[Show abstract][Hide abstract] ABSTRACT: Despite recent advances in surgical techniques and perioperative management, the mortality rate in patients with type-A aortic dissection remains high. The establishment of an animal model that exhibits the clinical features of acute aortic dissection would facilitate investigations of the pathogenesis of aortic dissection and the development of appropriate treatments.
Twelve beagle dogs were divided into two groups: (1) an experimental group treated with the modified surgical procedure to generate an ascending aortic dissection (n = 6); and (2) a control group treated with a median sternotomy but without aortic dissection. All animals received continuous intravenous infusion of adrenaline to achieve controlled hypertension. The tearing length of the aortic intima, the pathological changes, the plasma levels of inflammatory mediators, and the organ functions were dynamically examined and compared.

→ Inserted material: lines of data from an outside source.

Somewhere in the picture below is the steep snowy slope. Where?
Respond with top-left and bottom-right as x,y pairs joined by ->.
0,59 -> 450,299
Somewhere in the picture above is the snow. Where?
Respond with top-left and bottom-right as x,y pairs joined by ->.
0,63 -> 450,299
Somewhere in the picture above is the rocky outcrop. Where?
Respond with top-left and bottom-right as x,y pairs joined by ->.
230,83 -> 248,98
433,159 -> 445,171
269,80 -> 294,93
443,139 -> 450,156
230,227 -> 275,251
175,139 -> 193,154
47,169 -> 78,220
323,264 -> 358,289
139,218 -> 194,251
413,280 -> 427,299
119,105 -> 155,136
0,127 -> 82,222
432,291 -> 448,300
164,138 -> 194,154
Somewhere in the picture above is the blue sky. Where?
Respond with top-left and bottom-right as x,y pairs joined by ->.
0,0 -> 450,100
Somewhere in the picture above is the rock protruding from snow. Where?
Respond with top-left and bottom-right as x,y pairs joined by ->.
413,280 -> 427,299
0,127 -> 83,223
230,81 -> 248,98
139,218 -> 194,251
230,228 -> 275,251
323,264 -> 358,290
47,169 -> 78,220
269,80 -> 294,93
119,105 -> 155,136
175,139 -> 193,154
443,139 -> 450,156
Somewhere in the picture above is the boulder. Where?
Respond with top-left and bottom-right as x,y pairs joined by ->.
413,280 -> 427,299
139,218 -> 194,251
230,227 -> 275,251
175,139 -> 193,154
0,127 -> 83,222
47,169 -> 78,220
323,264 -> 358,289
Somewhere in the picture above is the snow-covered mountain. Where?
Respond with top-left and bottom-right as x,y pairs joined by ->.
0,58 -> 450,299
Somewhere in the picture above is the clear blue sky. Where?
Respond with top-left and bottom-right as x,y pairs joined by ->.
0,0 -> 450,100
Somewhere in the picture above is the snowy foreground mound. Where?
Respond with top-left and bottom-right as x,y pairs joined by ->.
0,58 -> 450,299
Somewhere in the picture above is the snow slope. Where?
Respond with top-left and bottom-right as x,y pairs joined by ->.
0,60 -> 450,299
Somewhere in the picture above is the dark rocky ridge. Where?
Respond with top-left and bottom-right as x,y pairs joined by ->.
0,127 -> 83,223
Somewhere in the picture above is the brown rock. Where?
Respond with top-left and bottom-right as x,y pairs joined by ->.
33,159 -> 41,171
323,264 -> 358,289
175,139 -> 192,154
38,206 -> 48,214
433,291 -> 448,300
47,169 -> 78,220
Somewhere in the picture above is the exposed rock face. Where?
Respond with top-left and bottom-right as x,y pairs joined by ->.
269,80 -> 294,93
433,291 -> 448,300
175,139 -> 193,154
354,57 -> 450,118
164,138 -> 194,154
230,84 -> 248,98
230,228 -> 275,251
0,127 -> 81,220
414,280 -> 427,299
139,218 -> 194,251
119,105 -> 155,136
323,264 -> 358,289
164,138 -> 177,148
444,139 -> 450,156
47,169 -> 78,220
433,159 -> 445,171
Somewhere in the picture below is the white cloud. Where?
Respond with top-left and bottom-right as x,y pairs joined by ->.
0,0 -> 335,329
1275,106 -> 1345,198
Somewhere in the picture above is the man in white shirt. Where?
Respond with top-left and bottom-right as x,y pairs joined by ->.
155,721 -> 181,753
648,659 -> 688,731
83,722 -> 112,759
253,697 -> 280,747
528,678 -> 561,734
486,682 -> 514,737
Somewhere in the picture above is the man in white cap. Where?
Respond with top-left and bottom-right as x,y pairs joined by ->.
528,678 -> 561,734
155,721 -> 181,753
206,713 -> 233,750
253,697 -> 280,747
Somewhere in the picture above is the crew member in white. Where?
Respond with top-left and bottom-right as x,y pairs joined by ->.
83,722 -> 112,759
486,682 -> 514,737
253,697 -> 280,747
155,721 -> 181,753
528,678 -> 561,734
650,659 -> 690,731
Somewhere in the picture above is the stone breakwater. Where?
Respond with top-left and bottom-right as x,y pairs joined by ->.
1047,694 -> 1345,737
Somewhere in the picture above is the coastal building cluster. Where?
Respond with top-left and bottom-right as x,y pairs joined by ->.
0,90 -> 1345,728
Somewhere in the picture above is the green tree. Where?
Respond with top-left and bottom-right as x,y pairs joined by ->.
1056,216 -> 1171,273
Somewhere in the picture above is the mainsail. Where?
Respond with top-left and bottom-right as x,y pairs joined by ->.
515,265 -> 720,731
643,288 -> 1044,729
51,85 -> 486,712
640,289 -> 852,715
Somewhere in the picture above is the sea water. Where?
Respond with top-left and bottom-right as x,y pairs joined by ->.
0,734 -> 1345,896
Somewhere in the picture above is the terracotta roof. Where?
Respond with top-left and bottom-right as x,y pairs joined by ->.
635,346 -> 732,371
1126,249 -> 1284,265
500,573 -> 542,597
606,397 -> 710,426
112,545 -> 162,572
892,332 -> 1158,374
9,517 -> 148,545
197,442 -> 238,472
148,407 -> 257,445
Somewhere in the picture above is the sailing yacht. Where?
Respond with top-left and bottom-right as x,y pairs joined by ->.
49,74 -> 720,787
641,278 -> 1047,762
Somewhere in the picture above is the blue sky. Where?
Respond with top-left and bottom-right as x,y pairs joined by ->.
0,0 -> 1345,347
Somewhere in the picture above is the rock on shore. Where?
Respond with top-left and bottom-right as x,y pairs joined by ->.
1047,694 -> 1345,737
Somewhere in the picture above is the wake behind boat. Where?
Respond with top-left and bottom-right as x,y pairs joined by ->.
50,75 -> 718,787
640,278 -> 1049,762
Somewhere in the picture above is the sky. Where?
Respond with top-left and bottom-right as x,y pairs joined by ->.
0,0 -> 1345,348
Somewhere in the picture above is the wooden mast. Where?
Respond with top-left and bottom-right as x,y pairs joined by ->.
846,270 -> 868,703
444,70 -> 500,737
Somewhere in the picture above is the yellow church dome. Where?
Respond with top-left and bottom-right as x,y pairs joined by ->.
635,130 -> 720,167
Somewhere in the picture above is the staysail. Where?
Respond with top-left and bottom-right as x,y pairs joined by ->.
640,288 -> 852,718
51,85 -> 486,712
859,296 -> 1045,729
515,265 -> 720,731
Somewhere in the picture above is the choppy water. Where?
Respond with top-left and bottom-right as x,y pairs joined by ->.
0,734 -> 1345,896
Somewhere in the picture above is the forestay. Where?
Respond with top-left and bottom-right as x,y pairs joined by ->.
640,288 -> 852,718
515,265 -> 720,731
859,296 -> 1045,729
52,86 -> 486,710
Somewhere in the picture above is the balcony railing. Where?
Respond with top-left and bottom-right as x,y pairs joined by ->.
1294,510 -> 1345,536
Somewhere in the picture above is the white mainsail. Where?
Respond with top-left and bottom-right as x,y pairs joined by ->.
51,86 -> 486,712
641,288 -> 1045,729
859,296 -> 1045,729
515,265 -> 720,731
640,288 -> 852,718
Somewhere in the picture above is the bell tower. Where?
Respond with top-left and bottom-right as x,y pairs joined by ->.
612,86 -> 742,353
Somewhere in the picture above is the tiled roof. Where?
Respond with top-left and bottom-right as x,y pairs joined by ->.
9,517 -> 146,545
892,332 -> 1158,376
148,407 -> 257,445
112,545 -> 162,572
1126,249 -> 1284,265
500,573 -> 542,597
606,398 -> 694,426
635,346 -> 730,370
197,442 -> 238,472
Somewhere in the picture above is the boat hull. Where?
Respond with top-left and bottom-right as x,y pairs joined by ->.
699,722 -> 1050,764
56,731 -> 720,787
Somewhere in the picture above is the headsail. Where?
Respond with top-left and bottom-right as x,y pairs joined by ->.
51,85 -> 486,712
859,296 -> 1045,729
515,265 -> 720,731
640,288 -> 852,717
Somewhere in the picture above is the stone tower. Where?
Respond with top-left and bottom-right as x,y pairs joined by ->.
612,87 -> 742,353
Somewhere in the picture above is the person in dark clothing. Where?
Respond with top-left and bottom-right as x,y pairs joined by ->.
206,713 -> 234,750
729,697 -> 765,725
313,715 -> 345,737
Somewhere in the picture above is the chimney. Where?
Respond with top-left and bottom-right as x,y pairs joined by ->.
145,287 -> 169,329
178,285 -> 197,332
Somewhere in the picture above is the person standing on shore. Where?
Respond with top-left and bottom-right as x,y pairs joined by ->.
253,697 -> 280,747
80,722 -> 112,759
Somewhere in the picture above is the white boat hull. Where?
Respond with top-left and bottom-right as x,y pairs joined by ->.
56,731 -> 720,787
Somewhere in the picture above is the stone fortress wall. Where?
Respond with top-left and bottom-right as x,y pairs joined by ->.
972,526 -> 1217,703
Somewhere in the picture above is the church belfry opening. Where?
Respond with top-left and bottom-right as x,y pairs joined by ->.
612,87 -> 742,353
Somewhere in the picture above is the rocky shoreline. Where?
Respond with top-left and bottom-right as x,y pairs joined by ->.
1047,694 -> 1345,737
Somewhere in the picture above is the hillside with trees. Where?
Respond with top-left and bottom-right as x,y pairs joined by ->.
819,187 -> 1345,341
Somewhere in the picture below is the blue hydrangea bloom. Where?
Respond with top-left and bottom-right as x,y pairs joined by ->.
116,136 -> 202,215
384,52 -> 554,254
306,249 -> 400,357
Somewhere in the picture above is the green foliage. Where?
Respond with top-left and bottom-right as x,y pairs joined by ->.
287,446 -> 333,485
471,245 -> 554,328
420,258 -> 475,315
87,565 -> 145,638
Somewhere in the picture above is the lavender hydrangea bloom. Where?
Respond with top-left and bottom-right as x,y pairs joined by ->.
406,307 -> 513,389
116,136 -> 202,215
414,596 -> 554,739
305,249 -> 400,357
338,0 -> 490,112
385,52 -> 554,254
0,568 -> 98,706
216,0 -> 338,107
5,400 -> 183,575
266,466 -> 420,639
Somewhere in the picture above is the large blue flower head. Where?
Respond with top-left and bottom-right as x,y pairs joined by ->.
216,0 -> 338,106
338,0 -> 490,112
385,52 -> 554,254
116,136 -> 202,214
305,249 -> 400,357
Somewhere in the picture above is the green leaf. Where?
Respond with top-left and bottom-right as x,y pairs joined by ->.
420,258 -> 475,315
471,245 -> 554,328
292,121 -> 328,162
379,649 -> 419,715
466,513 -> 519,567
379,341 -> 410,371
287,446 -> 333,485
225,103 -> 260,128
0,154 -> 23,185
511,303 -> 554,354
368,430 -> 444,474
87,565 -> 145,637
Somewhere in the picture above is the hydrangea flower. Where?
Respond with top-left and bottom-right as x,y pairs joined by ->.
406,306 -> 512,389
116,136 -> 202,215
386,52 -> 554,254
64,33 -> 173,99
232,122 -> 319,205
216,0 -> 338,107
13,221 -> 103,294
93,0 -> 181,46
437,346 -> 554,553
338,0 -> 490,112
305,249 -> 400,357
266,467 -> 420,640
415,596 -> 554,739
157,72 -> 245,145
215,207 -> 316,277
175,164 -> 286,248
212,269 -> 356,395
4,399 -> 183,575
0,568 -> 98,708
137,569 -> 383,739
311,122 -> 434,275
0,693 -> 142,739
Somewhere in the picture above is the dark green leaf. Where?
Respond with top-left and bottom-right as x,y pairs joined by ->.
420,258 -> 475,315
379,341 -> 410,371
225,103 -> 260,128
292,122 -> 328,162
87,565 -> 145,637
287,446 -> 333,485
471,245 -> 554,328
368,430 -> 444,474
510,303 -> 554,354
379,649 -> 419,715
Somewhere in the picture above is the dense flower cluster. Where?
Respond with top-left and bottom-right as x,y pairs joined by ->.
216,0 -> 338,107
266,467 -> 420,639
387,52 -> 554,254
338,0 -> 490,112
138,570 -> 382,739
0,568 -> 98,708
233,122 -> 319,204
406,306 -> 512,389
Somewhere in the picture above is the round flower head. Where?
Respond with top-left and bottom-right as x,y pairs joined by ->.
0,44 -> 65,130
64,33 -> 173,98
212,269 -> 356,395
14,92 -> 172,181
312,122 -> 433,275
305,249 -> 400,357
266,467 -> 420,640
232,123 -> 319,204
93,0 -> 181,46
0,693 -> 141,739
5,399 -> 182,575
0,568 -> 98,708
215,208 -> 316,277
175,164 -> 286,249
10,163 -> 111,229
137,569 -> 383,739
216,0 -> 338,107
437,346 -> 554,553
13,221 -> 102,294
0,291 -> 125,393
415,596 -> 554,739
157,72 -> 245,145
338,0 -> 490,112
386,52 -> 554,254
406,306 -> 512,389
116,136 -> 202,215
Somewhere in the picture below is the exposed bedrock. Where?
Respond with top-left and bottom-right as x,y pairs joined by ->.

The modified surgical procedure plus controlled hypertension successfully established a novel canine model of acute type-A aortic dissection. In the experimental group, the tearing length of the aortic intima reached the abdominal aorta (average 17 cm), and a false lumen was formed in the aortic media. The lung and intestinal tract had obvious structural injuries. The plasma levels of all inflammatory mediators tested, including tumor necrosis factor-α, interleukin-6, interleukin-10, and endotoxin, were significantly higher in the experimental animals than in the control group. The functional examination of the liver and kidneys revealed substantial disturbances, as reflected by the elevated plasma levels of alanine aminotransferase, aspartate aminotransferase, creatinine, and blood urea nitrogen in the experimental group.
A novel canine model of acute Stanford type-A aortic dissection has been developed, which showed multiple organ dysfunction that mimicked the clinically relevant features observed in man. This aortic dissection model is unique, and may further improve our understanding of the underlying pathogenesis of aortic dissections.